For young, tender bunches, I’ll cook the stems along with the leaves. Tougher stems can be chopped and given a head start with the onions, or you can simply remove them and just cook the leaves. Stack several leaves on the cutting board, roll them tightly lengthwise, and slice crosswise through the entire roll to quickly reduce your greens into a bowlful of ½” strips.
Heat a splash of olive oil in a large pot over medium heat. Add the onion and a pinch of salt, and sauté until the onions are soft and translucent. Add the garlic and sauté for a minute or so.
Turn the heat up to medium-high. Add the greens all at once, along with the water or broth. Immediately cover the pot and allow it to come to a boil. The leaves should turn bright green and rapidly reduce in volume. Stir, reduce the heat to a strong simmer, and cook to the desired tenderness. I like my greens to still have a little bite to them, so I usually give them 20-30 minutes (if you value nutrition, do not try to replicate your grandmother’s hour-and-a-half greens mush). Test a stem piece for tenderness before deciding that the whole pot is done.
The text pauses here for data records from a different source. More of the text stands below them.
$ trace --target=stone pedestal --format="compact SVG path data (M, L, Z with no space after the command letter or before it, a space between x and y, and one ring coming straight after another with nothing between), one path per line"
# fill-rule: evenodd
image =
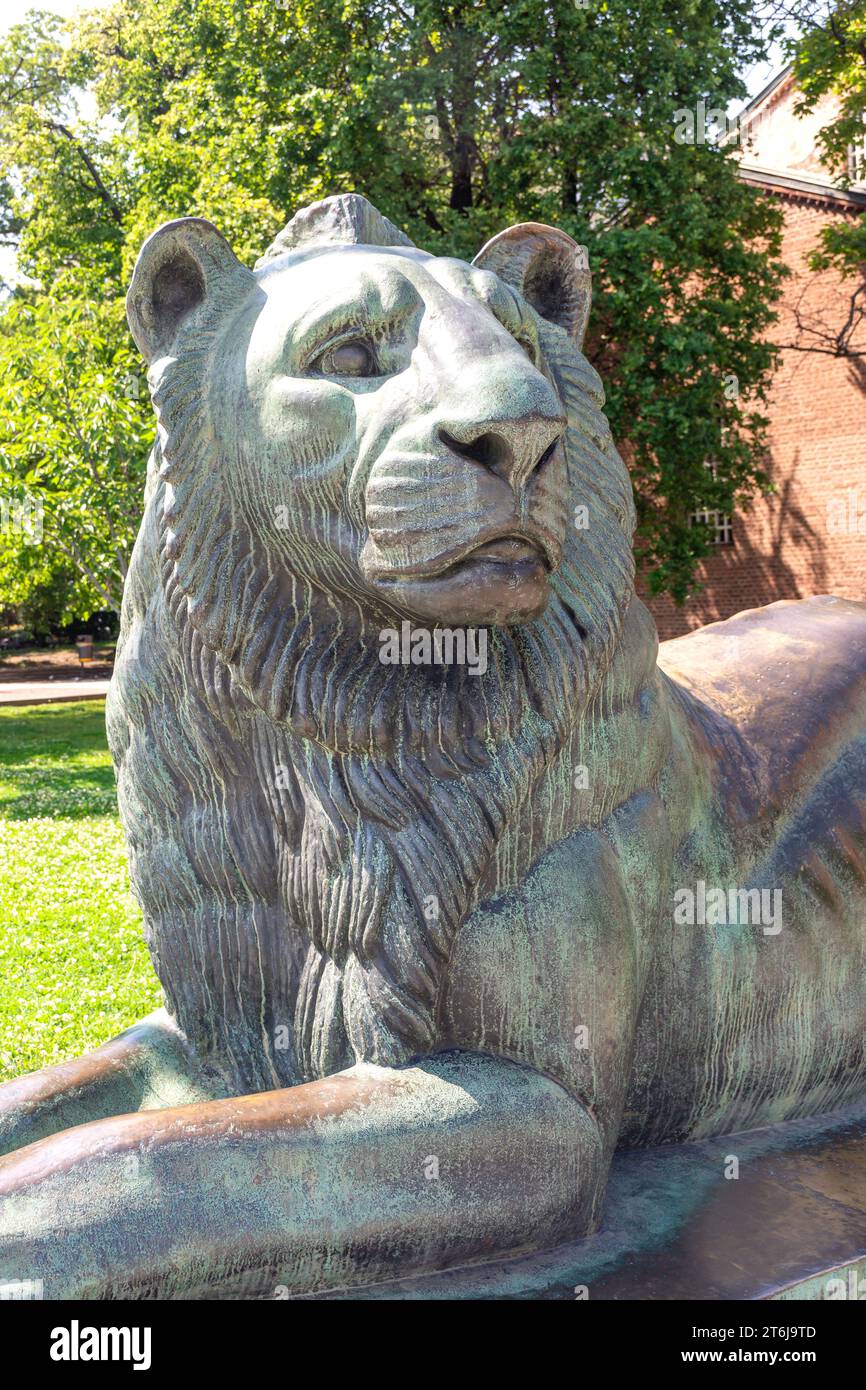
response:
M738 1177L726 1177L738 1161ZM866 1104L619 1154L602 1229L329 1298L866 1300Z

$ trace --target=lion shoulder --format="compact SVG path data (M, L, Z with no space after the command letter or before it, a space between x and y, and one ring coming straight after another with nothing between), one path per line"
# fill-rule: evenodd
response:
M866 603L828 596L748 609L663 642L659 666L774 801L820 777L866 730Z

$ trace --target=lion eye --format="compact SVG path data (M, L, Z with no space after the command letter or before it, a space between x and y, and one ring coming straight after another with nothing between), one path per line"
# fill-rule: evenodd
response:
M375 377L377 373L373 348L360 338L328 348L316 366L327 377Z

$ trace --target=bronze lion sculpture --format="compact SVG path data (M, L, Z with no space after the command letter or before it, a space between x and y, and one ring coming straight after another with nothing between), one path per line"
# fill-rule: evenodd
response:
M108 735L168 1013L0 1088L4 1276L538 1250L617 1145L865 1094L866 607L659 653L582 249L436 259L348 195L254 271L170 222L128 306L158 436Z

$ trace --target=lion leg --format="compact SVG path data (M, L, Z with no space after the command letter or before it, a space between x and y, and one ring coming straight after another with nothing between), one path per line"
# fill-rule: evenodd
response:
M183 1034L157 1009L93 1052L0 1086L0 1155L110 1115L217 1094L225 1091L200 1072Z
M100 1120L0 1161L0 1280L47 1298L274 1297L584 1233L587 1111L478 1054Z

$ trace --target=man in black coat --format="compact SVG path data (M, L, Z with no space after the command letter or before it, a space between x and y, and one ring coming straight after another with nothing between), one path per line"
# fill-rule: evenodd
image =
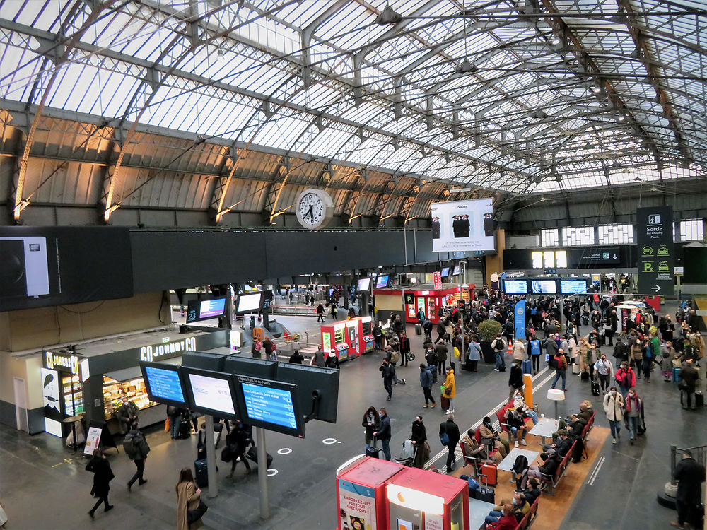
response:
M692 458L692 453L686 449L682 452L682 460L675 466L673 477L678 481L677 495L675 495L677 521L672 521L670 524L684 528L686 522L694 528L699 528L705 466L699 464Z
M443 421L440 425L440 441L444 433L446 433L448 438L446 444L447 449L449 449L447 454L447 473L450 473L454 469L454 464L457 463L454 452L459 443L459 427L454 423L454 414L452 413L448 413L447 420Z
Season the greens with salt and fresh cracked pepper to taste, and serve with a side of rice, quinoa, or bulgur. Drizzle with olive oil or some high-quality balsamic vinegar to finish.
You can make chips out of any variety of kale, but the curlier leaves will keep more seasoning on the chip rather than the bottom of your baking sheet. Start by washing the kale leaves, removing the stems, and chopping into generously-sized pieces – 2 to 3 inches or so. The chips will shrink quite a bit as the water is cooked off.
Put the kale pieces in a large mixing bowl, drizzle with olive oil, and toss to coat. Add a little more oil as needed, until each piece has a nice sheen to it, but isn’t dripping. Then sprinkle with salt and any other seasonings you want (cayenne? garlic powder?), and toss again.
Spread the kale in a single layer on a baking sheet and bake at 275 degrees Fahrenheit for 20-30 minutes or until the chips are crispy.